“È stato quello che avete visto tutti, per tutta la vita. Per noi non è stato niente di diverso: per me un papà, e per mia nipote e mia figlia un nonno che è stato anche padre”. Con queste parole, colme di emozione, Alessia ha ricordato il padre, il maestro Peppe Vessicchio (chiamato affettuosamente anche Beppe), scomparso sabato scorso per una polmonite interstiziale.
Le esequie si sono svolte in forma privata nella Chiesa dei Santi Angeli Custodi di Montesacro, il quartiere romano dove viveva da anni. All’esterno, sul Municipio, uno striscione recitava “Ciao Maestro”, saluto affettuoso di una città grata. Due corone portavano le firme di Maria De Filippi e Amici, il talent che lo aveva reso un volto familiare a milioni di italiani. Tra i presenti molti amici e colleghi: Valerio Scanu, Fiorella Mannoia, Lorella Cuccarini, Rudy Zerbi, Rossella Brescia, Giuliano Peparini.

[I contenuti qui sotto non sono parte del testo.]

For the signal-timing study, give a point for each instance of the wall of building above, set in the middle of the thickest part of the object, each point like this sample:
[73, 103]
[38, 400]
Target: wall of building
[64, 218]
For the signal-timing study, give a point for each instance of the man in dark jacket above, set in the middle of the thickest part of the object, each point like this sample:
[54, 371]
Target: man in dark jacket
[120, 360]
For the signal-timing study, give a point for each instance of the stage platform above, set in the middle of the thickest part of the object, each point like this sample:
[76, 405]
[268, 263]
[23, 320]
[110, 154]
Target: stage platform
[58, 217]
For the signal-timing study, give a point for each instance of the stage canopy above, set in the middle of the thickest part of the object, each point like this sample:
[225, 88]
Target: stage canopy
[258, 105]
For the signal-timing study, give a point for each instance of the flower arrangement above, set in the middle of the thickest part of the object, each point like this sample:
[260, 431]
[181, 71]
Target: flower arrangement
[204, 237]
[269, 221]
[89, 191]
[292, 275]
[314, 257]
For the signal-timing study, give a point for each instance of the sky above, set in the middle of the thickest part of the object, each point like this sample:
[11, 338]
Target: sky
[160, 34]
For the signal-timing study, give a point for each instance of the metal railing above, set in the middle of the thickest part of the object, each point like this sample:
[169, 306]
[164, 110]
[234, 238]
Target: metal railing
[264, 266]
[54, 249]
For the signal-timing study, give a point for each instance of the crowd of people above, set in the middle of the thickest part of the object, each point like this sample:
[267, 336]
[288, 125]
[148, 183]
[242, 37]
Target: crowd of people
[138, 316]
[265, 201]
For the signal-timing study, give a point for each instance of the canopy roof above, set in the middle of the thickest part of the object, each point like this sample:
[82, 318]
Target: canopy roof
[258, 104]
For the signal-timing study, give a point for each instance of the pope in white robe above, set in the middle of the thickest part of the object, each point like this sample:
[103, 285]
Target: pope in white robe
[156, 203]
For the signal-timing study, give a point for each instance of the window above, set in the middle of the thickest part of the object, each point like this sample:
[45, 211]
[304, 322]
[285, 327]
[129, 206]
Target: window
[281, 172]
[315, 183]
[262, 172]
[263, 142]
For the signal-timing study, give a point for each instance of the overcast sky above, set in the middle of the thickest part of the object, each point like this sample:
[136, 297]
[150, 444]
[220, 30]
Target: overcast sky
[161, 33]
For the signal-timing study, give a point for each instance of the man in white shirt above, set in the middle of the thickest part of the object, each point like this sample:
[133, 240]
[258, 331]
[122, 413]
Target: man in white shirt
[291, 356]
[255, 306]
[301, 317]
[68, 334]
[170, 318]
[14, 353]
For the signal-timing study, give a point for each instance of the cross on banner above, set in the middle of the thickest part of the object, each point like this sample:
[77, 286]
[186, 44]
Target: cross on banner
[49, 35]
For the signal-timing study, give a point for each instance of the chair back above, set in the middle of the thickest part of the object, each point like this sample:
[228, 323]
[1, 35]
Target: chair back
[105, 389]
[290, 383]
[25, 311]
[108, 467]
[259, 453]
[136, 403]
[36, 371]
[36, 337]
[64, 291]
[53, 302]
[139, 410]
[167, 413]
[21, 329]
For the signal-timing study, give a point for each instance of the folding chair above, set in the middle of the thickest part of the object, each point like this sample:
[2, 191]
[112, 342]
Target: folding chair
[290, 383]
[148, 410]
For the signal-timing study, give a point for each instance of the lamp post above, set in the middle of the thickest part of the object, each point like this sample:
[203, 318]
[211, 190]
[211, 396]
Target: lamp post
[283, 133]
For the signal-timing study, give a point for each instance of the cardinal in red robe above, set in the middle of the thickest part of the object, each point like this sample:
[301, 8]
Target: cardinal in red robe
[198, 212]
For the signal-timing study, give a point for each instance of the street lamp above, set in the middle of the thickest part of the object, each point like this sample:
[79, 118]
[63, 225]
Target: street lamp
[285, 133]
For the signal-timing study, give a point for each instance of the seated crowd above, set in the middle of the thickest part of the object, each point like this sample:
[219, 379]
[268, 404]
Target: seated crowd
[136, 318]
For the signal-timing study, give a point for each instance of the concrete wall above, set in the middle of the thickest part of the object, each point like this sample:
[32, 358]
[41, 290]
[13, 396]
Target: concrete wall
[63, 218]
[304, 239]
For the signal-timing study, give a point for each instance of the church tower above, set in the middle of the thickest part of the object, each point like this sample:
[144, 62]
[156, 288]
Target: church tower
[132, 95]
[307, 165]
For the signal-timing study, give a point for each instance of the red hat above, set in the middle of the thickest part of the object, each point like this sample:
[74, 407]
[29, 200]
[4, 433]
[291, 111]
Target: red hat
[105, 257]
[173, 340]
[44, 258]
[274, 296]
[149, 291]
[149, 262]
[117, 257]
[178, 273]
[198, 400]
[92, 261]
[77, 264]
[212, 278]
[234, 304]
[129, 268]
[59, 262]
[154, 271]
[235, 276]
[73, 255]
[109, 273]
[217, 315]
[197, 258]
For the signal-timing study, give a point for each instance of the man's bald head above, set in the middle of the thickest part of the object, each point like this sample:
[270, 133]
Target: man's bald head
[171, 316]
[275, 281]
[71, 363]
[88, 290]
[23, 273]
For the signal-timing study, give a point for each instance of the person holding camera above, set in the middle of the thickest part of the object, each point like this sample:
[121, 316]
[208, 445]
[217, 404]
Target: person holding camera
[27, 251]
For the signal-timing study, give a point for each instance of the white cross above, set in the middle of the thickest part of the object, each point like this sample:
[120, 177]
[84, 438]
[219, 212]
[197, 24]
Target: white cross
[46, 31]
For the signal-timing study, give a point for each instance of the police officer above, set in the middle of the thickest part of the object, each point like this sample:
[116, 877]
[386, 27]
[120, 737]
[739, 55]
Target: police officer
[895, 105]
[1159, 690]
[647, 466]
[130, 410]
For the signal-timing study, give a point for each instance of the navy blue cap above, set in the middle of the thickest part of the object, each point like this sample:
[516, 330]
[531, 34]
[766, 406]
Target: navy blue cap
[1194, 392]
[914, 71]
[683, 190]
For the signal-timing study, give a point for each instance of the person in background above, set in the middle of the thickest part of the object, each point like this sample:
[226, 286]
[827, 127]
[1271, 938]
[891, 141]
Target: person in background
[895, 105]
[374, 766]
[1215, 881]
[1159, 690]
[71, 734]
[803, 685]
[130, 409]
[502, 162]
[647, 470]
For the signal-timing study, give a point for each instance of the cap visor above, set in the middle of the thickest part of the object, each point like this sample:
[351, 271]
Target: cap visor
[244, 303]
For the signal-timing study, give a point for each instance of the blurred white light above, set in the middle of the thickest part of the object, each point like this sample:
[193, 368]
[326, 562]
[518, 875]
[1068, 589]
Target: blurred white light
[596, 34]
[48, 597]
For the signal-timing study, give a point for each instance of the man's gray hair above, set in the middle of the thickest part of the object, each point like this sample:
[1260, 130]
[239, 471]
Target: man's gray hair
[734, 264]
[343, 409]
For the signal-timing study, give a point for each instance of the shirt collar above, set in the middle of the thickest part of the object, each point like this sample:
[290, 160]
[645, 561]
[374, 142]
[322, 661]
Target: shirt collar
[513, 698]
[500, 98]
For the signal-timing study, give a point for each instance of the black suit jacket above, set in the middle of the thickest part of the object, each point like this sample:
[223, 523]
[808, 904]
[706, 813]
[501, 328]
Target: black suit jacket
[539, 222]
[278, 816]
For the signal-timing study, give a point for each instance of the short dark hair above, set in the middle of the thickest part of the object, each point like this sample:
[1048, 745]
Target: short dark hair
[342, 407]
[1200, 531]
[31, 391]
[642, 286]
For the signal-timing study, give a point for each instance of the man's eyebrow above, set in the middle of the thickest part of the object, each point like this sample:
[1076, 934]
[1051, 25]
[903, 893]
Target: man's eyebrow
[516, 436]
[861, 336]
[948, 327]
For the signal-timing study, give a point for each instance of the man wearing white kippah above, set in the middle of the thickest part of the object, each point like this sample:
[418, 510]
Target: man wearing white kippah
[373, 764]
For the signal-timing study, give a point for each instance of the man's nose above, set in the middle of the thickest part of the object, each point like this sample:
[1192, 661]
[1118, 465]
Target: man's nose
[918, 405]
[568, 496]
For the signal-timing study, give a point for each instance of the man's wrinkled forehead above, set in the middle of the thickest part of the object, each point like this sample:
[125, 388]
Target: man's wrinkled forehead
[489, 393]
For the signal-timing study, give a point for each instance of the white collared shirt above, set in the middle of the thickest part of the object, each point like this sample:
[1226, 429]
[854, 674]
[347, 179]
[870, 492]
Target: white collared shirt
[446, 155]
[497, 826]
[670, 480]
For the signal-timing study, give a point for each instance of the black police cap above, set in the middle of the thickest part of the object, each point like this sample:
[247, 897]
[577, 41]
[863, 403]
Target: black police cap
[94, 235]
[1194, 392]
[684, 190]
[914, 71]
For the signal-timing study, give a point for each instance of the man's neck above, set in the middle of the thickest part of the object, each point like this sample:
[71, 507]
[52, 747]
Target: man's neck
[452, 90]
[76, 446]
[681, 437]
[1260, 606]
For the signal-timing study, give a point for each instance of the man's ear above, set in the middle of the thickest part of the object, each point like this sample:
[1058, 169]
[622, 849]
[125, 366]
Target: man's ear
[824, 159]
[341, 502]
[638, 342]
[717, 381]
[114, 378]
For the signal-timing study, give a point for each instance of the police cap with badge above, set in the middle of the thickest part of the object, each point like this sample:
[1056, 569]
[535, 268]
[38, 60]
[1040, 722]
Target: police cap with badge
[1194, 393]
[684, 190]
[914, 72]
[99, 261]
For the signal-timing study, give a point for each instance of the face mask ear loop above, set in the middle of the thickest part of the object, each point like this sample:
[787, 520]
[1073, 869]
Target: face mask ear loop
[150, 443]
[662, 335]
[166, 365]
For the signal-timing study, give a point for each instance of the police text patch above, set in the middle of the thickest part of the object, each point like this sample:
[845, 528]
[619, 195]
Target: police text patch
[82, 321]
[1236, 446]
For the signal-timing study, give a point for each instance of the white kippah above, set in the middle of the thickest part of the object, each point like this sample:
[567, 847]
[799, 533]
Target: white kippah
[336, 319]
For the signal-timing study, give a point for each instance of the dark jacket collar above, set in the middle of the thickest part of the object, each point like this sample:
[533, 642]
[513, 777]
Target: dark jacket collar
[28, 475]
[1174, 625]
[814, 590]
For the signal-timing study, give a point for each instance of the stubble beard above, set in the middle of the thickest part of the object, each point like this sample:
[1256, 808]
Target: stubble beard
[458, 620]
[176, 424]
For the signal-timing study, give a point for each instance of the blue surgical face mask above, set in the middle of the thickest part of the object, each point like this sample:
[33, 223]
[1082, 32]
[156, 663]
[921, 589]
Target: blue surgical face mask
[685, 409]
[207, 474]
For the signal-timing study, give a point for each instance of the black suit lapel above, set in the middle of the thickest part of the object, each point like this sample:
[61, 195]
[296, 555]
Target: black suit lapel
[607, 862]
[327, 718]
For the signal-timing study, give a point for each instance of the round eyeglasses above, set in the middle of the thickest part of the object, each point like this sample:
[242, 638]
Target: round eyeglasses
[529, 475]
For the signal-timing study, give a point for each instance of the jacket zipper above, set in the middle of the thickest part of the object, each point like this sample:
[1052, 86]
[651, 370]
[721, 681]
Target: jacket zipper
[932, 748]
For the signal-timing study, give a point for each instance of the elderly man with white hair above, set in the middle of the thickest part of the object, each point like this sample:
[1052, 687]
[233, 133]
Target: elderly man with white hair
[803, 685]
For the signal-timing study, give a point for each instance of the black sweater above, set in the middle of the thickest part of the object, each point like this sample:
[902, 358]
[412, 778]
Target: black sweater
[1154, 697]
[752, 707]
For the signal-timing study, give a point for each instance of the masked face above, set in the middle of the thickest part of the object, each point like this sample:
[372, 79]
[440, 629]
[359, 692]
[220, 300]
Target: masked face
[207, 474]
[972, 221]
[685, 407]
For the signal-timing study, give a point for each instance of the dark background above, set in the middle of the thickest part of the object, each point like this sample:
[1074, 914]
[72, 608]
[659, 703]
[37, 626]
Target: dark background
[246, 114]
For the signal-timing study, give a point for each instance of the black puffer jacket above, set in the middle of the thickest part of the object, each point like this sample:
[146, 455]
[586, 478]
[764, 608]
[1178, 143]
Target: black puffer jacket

La scelta del liceo controvoglia e le lezioni al Conservatorio di nascoso
Dietro la figura iconica del direttore d’orchestra c’era però un ragazzo di Fuorigrotta, cresciuto nella Napoli del dopoguerra, curioso e testardo. Un ragazzo che, tra i banchi di scuola, sognava la musica mentre il padre lo spingeva verso l’architettura. Come riporta il Quotidiano Nazionale, frequentava il liceo, ma si intrufolava di nascosto nel Conservatorio per seguire le lezioni e imparare ciò che amava. In quell’atto di ribellione nasceva il mito di Vessicchio: lo studente che non si accontentava dei voti, ma cercava la bellezza, la nota giusta, l’armonia del mondo.
Da allora, con la sua barba gentile e la sua direzione inconfondibile, ha unito generazioni e palchi, diventando il “Maestro d’Italia”. Oggi, mentre il Paese lo saluta, resta il suono della sua musica e l’esempio di chi ha trasformato una passione nata sui banchi di scuola in una lezione di vita.